In traveling cases of the electrical carriers, either in optical or DC electrical conductivity, they follow their own suitable route maps. The carriers follow the easiest nornalized route topology (sometimes, re-)strained by the electrical field's direction (optical polarization effects). In other words, their routes are (re-)scalled, using the nornalized units of their diffusion length[1].
The optical and electrical conductivity in bulk crystals, with a high diffusion length(s) of the carriers, are, usually, very close, nearly the same. However, the effective diffusion length(s) of the carriers in new materials, e.g. in films, composite bulk (nano)materials, etc., correlates, sometimes very strongly, with the materials' topological length's, size effects in nanophysics. So, a topological (conductivity) size constraint(s) might limit[2] the DC electrical conductivity, say a case of the grains' size or the (thin) films' thickness[3]; these direct size limitation(s) might be, stepwise, less significant, as the frequency increases, because the nornalized length, becomes[4-6], not any more, a very important conductivity limit(er).

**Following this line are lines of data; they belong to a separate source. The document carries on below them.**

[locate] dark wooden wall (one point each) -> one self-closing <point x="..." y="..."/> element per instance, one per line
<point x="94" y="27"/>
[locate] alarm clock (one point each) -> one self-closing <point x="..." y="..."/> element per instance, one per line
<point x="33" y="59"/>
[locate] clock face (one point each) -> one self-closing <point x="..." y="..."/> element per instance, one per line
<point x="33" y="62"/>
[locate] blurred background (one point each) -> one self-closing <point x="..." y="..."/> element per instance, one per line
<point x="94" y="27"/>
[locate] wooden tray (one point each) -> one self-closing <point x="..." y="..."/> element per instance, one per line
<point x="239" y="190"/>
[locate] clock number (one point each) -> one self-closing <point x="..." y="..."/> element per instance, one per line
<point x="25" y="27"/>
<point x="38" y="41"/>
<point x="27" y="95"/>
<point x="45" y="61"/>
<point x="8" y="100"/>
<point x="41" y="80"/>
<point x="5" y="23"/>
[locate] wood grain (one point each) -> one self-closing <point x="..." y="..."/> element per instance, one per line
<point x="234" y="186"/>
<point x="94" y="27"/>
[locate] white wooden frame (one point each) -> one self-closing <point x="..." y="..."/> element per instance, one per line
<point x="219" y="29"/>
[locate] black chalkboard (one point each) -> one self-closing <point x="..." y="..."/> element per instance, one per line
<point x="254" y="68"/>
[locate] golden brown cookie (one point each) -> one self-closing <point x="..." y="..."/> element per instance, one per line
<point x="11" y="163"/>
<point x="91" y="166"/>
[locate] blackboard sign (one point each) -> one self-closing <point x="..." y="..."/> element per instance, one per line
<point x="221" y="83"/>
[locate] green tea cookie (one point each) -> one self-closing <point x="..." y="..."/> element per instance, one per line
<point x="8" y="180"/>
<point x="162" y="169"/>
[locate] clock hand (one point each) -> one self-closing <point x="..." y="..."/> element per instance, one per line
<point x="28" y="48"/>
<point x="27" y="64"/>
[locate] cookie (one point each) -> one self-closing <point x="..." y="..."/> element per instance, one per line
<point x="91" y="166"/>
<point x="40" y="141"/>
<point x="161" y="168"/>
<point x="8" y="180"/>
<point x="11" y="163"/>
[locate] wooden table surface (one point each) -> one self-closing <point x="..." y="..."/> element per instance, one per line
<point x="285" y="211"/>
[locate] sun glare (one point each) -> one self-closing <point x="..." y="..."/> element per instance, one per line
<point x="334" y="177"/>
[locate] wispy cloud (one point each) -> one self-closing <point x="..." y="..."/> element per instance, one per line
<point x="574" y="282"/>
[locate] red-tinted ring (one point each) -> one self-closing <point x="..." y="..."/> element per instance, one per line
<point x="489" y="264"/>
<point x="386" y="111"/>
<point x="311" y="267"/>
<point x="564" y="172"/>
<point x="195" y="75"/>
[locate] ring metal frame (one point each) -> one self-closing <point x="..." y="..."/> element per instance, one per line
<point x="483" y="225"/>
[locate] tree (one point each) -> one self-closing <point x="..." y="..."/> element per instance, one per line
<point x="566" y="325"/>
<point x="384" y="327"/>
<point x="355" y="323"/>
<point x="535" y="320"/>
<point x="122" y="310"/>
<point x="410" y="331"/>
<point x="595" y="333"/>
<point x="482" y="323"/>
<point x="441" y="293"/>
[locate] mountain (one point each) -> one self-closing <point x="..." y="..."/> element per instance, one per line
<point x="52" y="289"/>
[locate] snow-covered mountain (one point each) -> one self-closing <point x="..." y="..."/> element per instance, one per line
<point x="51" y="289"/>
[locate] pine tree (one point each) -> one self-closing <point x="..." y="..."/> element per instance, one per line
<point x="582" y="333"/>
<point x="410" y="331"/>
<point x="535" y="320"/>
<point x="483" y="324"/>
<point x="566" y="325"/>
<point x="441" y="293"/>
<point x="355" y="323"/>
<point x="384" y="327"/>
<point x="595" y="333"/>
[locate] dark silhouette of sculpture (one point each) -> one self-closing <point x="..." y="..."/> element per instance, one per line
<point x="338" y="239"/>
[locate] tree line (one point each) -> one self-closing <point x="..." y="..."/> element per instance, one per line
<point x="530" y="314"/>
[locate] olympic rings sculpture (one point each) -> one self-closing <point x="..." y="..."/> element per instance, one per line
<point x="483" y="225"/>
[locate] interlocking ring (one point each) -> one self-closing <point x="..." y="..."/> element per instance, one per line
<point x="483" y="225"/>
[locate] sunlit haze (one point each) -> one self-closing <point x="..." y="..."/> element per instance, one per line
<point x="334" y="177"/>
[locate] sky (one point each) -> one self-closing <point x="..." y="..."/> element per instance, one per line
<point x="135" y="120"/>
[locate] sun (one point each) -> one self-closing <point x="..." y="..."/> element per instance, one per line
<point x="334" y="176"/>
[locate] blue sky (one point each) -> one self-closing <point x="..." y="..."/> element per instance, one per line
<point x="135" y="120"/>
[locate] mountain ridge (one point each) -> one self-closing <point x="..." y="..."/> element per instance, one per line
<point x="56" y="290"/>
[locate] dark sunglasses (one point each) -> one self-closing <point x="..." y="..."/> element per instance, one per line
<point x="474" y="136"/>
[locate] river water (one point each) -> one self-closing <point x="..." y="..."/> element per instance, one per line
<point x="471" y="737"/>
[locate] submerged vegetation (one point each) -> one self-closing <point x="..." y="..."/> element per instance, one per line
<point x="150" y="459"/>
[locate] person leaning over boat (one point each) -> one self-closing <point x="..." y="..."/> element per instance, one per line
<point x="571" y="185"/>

The effective conductivity S, in nanophysics[5,6], scales with the frequency F; so, S scales with F; S is following, usually, in size, with (the increasing) frequency: (high freq.) AC electrical conductivity, microwaves, ir and optical, electrical conductivity.
3. Electrical Conductivity of Thin-Film Composites Containing Silver Nanoparticles Embedded in a Dielectric Teflon® AF Matrix https://arxiv.org/pdf/1105.2606.pdf
4. Characteristics of the electrical percolation in carbon nanotubes/polymer nanocomposites http://www3.ntu.edu.sg/home/zhaoyang/percolation.pdf
5. Percolation threshold and electrical conductivity of graphene... https://aip.scitation.org/doi/abs/10.1063/1.4928293?journalCode=jap
6. Inter-cluster distance dependence of electrical conduction in nanocluster assembled films of silver... https://www.ncbi.nlm.nih.gov/pmc/articles/PMC4286756/
It is not quite a very recent book but is a pretty good semi-advanced text.
When you think about the electrical conductivity, it describes the response of the material to a voltage applied. Current will flow along the eletrical field, and this is being called a longitudinal conductivity, therefore. The applied voltage may be DC or AC in character, so both static and frequency dependent conductivity can be probed. It is a matter of technology to see how far up in frequency you can go up with that.
The optical conductivity is essentially the optical response of the material, written in a form such as to be analogous to the longitudinal conductivity expression. Since the electric field is perpendicular to the propagation direction it is said to be the transverse conductivity. This distinction is particularly relevant in optically anisotropic materials.
In practice, optical conductivity measurements will normally be conducted at higher frequencies than electrical conductivity measurements. By definition, however, they're both defined for all frequencies. In optics, knowing the complex refractive index, the complex dielectric function or the complex optical conductivity amounts to the same information.